I recruited 24 participants with the following criteria:

  • Use a digital voice assistant (Siri, Alexa, Google Assistant, etc)

  • Live with another person

  • Work full-time or part-time

Participants were also bucketed into the following segments: “Young and Childfree” (6 participants), “Families with Children” (12 participants), and “Older Adults” (6 participants).

 

Key Insights

  • When tasks don’t get completed as they should, it can be a source of tension in personal relationships

  • Participants expressed excitement about a digital assistant that could assign reminders, because then the assistant would be an accountability tool, instead of one person having to constantly remind everyone

  • Many of the participants expected the reminder to go to their partner’s (or whoever they want to remind) phone, either as a notification or text message.

 

Voice Utterance Data

Participants were asked to imagine they need to assign a task to another household member, and to say the exact phrase they would say to their assistant. The most commonly used phrase and utterance pattern reported was:

“Remind [person A] to do [task] at [time]”

Many participants would also naturally use relationship markers to assign tasks to the people close to them, like “my sister” or “my husband”.

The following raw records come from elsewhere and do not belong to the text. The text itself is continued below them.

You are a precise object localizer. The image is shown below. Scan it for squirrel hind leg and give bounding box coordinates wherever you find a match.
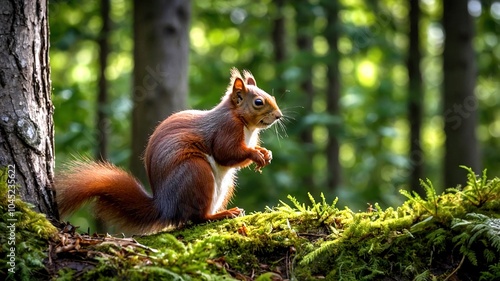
[154,157,220,226]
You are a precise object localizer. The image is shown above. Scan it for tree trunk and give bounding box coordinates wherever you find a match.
[0,0,58,219]
[271,0,287,94]
[294,2,315,190]
[96,0,111,160]
[443,0,481,187]
[407,0,424,195]
[325,1,341,191]
[130,0,191,182]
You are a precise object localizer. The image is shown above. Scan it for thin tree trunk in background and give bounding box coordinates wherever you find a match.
[407,0,424,195]
[0,0,59,219]
[130,0,191,182]
[95,0,111,233]
[295,2,315,188]
[325,1,341,191]
[443,0,481,187]
[96,0,111,160]
[271,0,287,94]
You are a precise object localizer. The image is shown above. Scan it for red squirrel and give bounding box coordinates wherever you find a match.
[55,68,283,233]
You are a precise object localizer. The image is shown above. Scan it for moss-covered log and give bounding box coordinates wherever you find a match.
[1,167,500,280]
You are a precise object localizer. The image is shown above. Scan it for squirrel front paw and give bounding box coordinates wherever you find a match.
[252,147,273,172]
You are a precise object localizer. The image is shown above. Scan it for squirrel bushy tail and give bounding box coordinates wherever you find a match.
[55,161,162,232]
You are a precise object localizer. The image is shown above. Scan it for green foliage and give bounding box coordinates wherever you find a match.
[0,166,500,280]
[452,213,500,266]
[461,166,500,207]
[0,168,57,280]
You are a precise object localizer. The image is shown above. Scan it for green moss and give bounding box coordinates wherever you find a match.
[2,165,500,280]
[0,166,57,280]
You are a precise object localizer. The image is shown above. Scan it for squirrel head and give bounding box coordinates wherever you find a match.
[226,68,283,130]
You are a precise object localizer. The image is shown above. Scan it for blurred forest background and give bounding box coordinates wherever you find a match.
[49,0,500,230]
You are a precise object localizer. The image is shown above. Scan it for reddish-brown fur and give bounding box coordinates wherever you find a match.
[55,69,282,232]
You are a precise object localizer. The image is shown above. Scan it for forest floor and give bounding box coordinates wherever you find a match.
[0,165,500,281]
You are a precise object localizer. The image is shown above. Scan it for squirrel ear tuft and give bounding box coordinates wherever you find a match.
[231,77,247,105]
[243,70,257,87]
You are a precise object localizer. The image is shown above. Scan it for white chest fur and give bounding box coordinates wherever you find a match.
[243,127,259,147]
[207,127,259,215]
[207,155,236,215]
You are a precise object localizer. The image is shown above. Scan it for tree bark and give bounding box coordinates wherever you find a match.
[294,1,315,190]
[130,0,191,182]
[443,0,481,187]
[0,0,58,219]
[325,1,341,191]
[407,0,424,195]
[96,0,111,160]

I’d like that if I was able to assign tasks like that to my husband. And if the reminder could just pop up on his phone, and I wouldn’t have to nag him, that would just be really cool and I never thought of that. That would definitely make my life a lot easier.
— Participant 2
This way, nobody can say, ‘oh, nobody reminded me to do the dishes.’ because the digital assistant serves as a reminder.
— Participant 4
 

Overall Interaction Design

  • If the name picked up in the utterance maps to a user in their shared Alexa Family, then that is now a Personal reminder that belongs to that user

  • If a user has a Voice ID profile set up, Alexa knows who is speaking, so saying “remind me” becomes a “personal” reminder

  • When the reminder goes off, Alexa will then address the person by name, before reading the reminder, and send a push notification to their phone

 

NLU and Voice UX

The previous structure of the CREATE_REMINDER intent was only looking at slots for the reminder content and date-time, so the biggest NLU change I was proposing was to add a new slot to detect a name or relation entity. When setting up your Alexa Family members, you can specify your relationship with that member (e.g. “mother”, “husband”, “cousin”) , so that users can speak naturally about those closest to them.

 
 
 

I also rewrote some of Alexa’s prompts to further differentiate when a reminder is “personal”:

 
 
 

Visual UX

In addition to the voice interactions, this feature would also need to be adapted to the Reminder creation flow in the Alexa App, as well as on screened Alexa devices like Echo Show.